Handwritten digit classifier from first principles

Premise

Every ML tutorial starts with MNIST. This one does too, but with a constraint: no PyTorch, no TensorFlow, no autograd. Just NumPy. The goal isn’t to achieve state-of-the-art accuracy — it’s to understand what the frameworks are doing by implementing it manually.

Network architecture

A simple feedforward network:

Input: 784 neurons (28×28 pixel image, flattened)
Hidden layer 1: 128 neurons, ReLU activation
Hidden layer 2: 64 neurons, ReLU activation
Output: 10 neurons, softmax activation

Total parameters: 784×128 + 128 + 128×64 + 64 + 64×10 + 10 = 109,386.

Forward pass

Straightforward matrix multiplication + bias + activation, layer by layer:

z1 = X @ W1 + b1
a1 = np.maximum(0, z1)        # ReLU
z2 = a1 @ W2 + b2
a2 = np.maximum(0, z2)        # ReLU
z3 = a2 @ W3 + b3
a3 = softmax(z3)               # output probabilities

Backpropagation

This is where it gets real. The chain rule applied layer by layer, working backward from the loss. The loss is cross-entropy:

\[L = -\frac{1}{N}\sum_{i}\sum_{c} y_{ic} \log(\hat{y}_{ic})\]

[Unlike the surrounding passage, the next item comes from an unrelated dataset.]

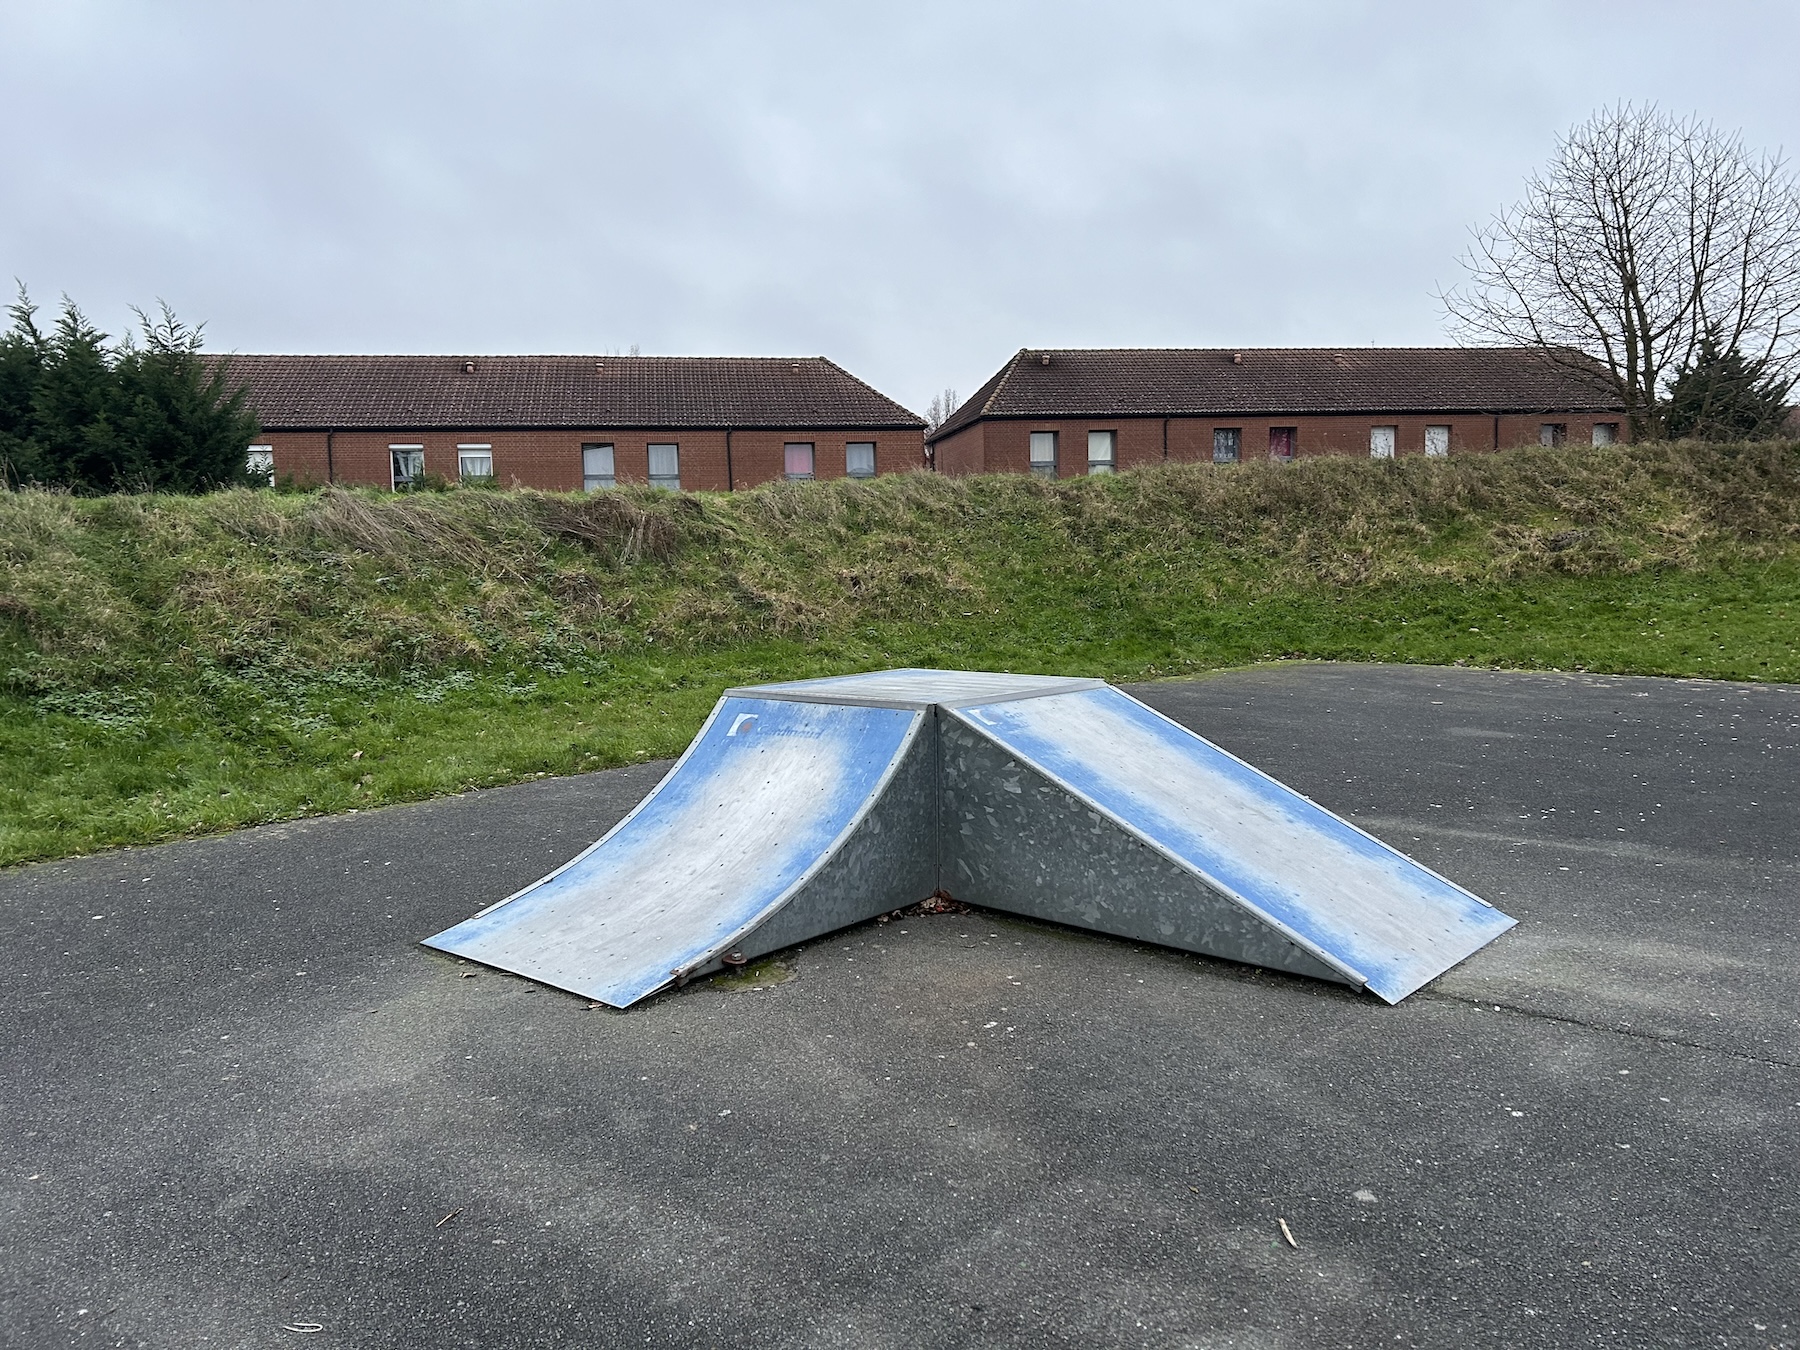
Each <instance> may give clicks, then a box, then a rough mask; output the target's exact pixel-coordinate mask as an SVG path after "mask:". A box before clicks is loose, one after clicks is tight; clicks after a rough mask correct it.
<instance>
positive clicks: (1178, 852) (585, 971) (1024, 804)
mask: <svg viewBox="0 0 1800 1350" xmlns="http://www.w3.org/2000/svg"><path fill="white" fill-rule="evenodd" d="M940 891H941V893H945V895H949V896H954V898H958V900H965V902H970V904H977V905H986V907H992V909H1003V911H1012V913H1017V914H1028V916H1033V918H1044V920H1053V922H1058V923H1069V925H1076V927H1085V929H1094V931H1100V932H1111V934H1118V936H1127V938H1134V940H1141V941H1152V943H1159V945H1166V947H1179V949H1183V950H1192V952H1204V954H1210V956H1219V958H1226V959H1233V961H1247V963H1253V965H1264V967H1271V968H1278V970H1289V972H1292V974H1303V976H1312V977H1318V979H1332V981H1337V983H1345V985H1352V986H1357V988H1364V986H1366V988H1370V990H1372V992H1373V994H1377V995H1379V997H1382V999H1386V1001H1388V1003H1397V1001H1399V999H1402V997H1406V995H1408V994H1411V992H1413V990H1417V988H1418V986H1420V985H1424V983H1426V981H1429V979H1433V977H1435V976H1438V974H1442V972H1444V970H1447V968H1449V967H1453V965H1454V963H1456V961H1460V959H1463V958H1465V956H1469V954H1471V952H1474V950H1478V949H1480V947H1481V945H1485V943H1489V941H1492V940H1494V938H1496V936H1499V934H1501V932H1505V931H1507V929H1508V927H1512V923H1514V920H1510V918H1508V916H1505V914H1501V913H1499V911H1498V909H1494V907H1492V905H1489V904H1487V902H1483V900H1480V898H1478V896H1474V895H1471V893H1469V891H1465V889H1462V887H1460V886H1456V884H1453V882H1449V880H1445V878H1444V877H1438V875H1436V873H1433V871H1429V869H1427V868H1422V866H1420V864H1417V862H1413V860H1411V859H1408V857H1404V855H1402V853H1399V851H1395V850H1391V848H1388V846H1386V844H1382V842H1381V841H1379V839H1373V837H1372V835H1368V833H1364V832H1361V830H1357V828H1355V826H1354V824H1350V823H1346V821H1343V819H1339V817H1337V815H1332V814H1330V812H1327V810H1323V808H1321V806H1318V805H1314V803H1312V801H1309V799H1307V797H1303V796H1300V794H1298V792H1294V790H1291V788H1287V787H1283V785H1282V783H1278V781H1274V779H1273V778H1269V776H1267V774H1262V772H1260V770H1256V769H1253V767H1251V765H1247V763H1244V761H1242V760H1238V758H1235V756H1231V754H1228V752H1226V751H1222V749H1219V747H1217V745H1213V743H1211V742H1206V740H1202V738H1201V736H1195V734H1193V733H1190V731H1188V729H1186V727H1181V725H1179V724H1175V722H1170V720H1168V718H1165V716H1161V715H1159V713H1154V711H1152V709H1148V707H1145V706H1143V704H1139V702H1138V700H1134V698H1130V697H1129V695H1123V693H1120V691H1118V689H1111V688H1107V686H1105V684H1102V682H1100V680H1085V679H1060V677H1037V675H1001V673H990V671H932V670H898V671H877V673H871V675H846V677H830V679H823V680H799V682H792V684H770V686H758V688H749V689H731V691H727V695H725V697H724V698H722V700H720V702H718V706H716V707H715V709H713V715H711V716H709V718H707V722H706V725H704V727H702V729H700V734H698V736H697V738H695V742H693V745H689V747H688V752H686V754H684V756H682V758H680V760H679V761H677V765H675V767H673V769H671V770H670V774H668V776H666V778H664V779H662V783H661V785H659V787H657V788H655V792H652V794H650V796H648V797H646V799H644V801H643V803H641V805H639V806H637V808H635V810H634V812H632V814H630V815H626V817H625V819H623V821H621V823H619V824H617V826H616V828H614V830H612V832H608V833H607V835H605V837H603V839H601V841H599V842H596V844H594V846H592V848H589V850H587V851H585V853H581V855H580V857H576V859H572V860H571V862H569V864H565V866H563V868H558V869H556V871H554V873H551V875H549V877H545V878H544V880H540V882H536V884H533V886H527V887H524V889H522V891H518V893H517V895H511V896H508V898H506V900H502V902H499V904H497V905H491V907H490V909H486V911H482V913H481V914H477V916H473V918H470V920H466V922H463V923H457V925H455V927H452V929H446V931H445V932H439V934H437V936H434V938H428V940H427V945H428V947H436V949H439V950H445V952H454V954H457V956H464V958H470V959H473V961H482V963H486V965H493V967H499V968H502V970H511V972H515V974H520V976H527V977H531V979H538V981H542V983H545V985H554V986H558V988H565V990H571V992H576V994H581V995H585V997H590V999H598V1001H601V1003H608V1004H612V1006H617V1008H625V1006H630V1004H632V1003H635V1001H637V999H643V997H644V995H648V994H652V992H655V990H659V988H662V986H664V985H670V983H680V981H684V979H686V977H689V976H695V974H700V972H706V970H711V968H716V967H718V963H720V959H722V956H724V954H727V952H733V954H742V956H743V958H754V956H760V954H763V952H770V950H778V949H781V947H788V945H792V943H799V941H806V940H810V938H815V936H821V934H824V932H832V931H835V929H841V927H848V925H851V923H859V922H862V920H868V918H873V916H875V914H882V913H887V911H893V909H900V907H904V905H909V904H914V902H918V900H923V898H927V896H931V895H932V893H940Z"/></svg>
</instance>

The gradient of cross-entropy with respect to the softmax input is pleasantly simple: \(\hat{y} - y\). From there, each layer’s gradient depends on the downstream gradient, the local Jacobian, and the cached activations from the forward pass.

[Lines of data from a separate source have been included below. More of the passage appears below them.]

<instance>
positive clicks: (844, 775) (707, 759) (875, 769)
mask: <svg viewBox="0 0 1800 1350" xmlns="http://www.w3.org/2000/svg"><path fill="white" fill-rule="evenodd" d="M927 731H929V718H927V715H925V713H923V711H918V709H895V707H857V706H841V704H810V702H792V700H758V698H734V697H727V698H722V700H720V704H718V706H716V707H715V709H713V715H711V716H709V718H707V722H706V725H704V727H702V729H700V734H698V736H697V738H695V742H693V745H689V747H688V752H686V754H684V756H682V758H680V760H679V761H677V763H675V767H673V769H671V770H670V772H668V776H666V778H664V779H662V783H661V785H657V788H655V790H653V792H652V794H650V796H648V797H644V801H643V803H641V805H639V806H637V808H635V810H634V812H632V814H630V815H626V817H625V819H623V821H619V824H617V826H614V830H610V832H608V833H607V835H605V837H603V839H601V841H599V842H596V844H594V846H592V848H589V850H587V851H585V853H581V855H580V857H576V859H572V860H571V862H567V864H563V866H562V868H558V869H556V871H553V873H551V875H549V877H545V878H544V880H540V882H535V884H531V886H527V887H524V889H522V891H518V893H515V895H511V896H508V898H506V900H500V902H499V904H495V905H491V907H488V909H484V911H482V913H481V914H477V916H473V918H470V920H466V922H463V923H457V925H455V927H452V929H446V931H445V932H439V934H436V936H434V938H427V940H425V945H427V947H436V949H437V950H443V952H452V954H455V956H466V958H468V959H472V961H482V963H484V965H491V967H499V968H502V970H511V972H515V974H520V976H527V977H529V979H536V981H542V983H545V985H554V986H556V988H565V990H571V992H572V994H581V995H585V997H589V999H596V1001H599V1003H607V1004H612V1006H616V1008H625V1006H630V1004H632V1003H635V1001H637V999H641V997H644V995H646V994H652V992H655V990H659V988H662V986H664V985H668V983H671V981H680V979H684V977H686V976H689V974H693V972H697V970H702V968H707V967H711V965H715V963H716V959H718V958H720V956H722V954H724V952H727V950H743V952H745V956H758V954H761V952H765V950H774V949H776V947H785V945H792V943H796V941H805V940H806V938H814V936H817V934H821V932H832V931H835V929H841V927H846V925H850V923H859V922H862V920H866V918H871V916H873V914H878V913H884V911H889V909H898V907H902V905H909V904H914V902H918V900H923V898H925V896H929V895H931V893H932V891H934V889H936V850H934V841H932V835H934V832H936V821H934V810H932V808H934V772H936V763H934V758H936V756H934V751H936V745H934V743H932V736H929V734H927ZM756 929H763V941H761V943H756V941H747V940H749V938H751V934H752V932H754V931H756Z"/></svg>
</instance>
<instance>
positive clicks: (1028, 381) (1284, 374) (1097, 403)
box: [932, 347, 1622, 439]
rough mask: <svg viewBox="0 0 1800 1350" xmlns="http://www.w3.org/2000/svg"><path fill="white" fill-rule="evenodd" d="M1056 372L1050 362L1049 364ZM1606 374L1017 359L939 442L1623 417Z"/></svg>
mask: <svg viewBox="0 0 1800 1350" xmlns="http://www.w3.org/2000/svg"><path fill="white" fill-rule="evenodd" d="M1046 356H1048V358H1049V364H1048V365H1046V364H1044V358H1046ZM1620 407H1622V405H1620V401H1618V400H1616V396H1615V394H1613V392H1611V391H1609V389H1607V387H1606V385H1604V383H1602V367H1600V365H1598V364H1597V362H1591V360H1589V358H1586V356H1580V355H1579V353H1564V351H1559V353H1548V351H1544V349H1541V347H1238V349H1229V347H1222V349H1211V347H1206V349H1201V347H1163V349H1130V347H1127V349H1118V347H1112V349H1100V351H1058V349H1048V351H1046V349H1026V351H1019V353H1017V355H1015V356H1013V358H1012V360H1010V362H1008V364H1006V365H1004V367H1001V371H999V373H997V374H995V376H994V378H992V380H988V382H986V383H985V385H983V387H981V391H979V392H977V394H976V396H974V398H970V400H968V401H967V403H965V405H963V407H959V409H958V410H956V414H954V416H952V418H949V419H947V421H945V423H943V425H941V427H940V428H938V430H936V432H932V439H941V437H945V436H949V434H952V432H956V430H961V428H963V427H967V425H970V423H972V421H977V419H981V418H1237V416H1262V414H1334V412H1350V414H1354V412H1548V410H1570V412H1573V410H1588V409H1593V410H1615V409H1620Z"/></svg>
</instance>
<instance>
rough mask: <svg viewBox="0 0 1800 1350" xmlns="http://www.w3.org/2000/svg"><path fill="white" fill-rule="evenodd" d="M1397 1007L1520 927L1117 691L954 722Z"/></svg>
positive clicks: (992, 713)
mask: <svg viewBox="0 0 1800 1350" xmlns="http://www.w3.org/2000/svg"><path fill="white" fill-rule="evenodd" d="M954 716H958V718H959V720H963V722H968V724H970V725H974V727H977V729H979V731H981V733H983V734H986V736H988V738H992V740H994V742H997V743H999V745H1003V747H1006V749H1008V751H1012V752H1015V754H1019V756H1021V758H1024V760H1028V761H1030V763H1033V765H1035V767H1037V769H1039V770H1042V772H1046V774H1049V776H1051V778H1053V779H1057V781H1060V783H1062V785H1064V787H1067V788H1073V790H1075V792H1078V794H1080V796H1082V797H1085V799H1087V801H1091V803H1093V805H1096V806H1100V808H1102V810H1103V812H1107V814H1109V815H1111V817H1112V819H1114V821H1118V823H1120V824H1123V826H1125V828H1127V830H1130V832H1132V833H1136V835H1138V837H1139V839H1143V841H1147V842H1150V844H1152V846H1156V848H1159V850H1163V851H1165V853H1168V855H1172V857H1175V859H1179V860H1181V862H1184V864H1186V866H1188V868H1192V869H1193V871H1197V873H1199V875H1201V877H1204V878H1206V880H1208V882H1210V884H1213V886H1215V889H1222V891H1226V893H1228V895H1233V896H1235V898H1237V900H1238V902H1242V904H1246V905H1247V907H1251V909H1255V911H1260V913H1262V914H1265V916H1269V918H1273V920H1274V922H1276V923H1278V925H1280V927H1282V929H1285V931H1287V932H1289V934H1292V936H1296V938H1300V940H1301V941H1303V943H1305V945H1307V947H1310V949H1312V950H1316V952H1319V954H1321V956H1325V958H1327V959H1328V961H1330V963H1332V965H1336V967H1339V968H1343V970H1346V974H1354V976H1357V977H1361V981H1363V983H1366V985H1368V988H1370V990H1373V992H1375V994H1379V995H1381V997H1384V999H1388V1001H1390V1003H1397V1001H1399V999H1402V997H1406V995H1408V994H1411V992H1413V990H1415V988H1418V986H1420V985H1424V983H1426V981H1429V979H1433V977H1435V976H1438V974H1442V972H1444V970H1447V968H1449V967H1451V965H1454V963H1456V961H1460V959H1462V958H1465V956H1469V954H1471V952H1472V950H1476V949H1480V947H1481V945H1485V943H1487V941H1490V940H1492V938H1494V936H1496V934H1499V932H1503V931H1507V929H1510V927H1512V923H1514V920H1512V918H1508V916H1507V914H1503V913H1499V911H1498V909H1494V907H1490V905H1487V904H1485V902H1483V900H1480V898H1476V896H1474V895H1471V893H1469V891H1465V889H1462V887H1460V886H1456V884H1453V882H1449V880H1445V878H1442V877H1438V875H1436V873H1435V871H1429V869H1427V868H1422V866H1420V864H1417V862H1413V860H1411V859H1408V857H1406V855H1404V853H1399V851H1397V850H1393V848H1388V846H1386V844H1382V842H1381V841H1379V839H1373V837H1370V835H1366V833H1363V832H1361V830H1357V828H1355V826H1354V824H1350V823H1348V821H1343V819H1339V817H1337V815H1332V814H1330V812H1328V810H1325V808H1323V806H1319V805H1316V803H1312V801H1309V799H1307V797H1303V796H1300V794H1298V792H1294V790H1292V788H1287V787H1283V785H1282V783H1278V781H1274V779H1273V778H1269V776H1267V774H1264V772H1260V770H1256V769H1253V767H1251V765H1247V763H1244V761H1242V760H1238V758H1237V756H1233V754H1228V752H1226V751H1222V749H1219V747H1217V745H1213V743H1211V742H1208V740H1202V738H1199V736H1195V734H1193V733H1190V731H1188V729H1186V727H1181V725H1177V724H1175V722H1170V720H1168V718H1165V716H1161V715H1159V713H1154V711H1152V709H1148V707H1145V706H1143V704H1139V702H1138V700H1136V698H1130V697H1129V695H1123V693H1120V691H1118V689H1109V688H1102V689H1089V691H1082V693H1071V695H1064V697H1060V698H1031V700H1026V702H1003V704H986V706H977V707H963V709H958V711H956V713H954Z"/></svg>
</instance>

The hardest part was getting the shapes right. When your gradient has shape (64, 128) but it should be (128, 64), you stare at your chain rule derivation for twenty minutes before realizing you forgot a transpose. This happened four times.

Training

Batch size: 64
Learning rate: 0.01 with decay
Epochs: 30

After 30 epochs: 97.2% accuracy on the test set. Not bad for 300 lines of NumPy.

For comparison, a two-layer CNN with PyTorch hits ~99.2% with less code. The point isn’t to compete — it’s to earn the right to use the framework by understanding what it abstracts away.

What broke along the way

Vanishing gradients with sigmoid. My first version used sigmoid activations. Training stalled around 85% accuracy. Switching to ReLU fixed it immediately. I now viscerally understand why ReLU matters.
Numerical instability in softmax. Exponentiating large numbers produces inf. The fix is subtracting the max value before exponentiating: exp(z - max(z)). Every framework does this automatically. I learned it the hard way.
Learning rate too high. Loss went to NaN on epoch 2. Classic.

Takeaway

Everyone should build a neural network from scratch once. Not because it’s practical — it’s not — but because it transforms deep learning from a black box into a (very complicated) function optimization problem. After this, reading PyTorch source code feels less like reading a foreign language and more like reading shorthand for something you already know.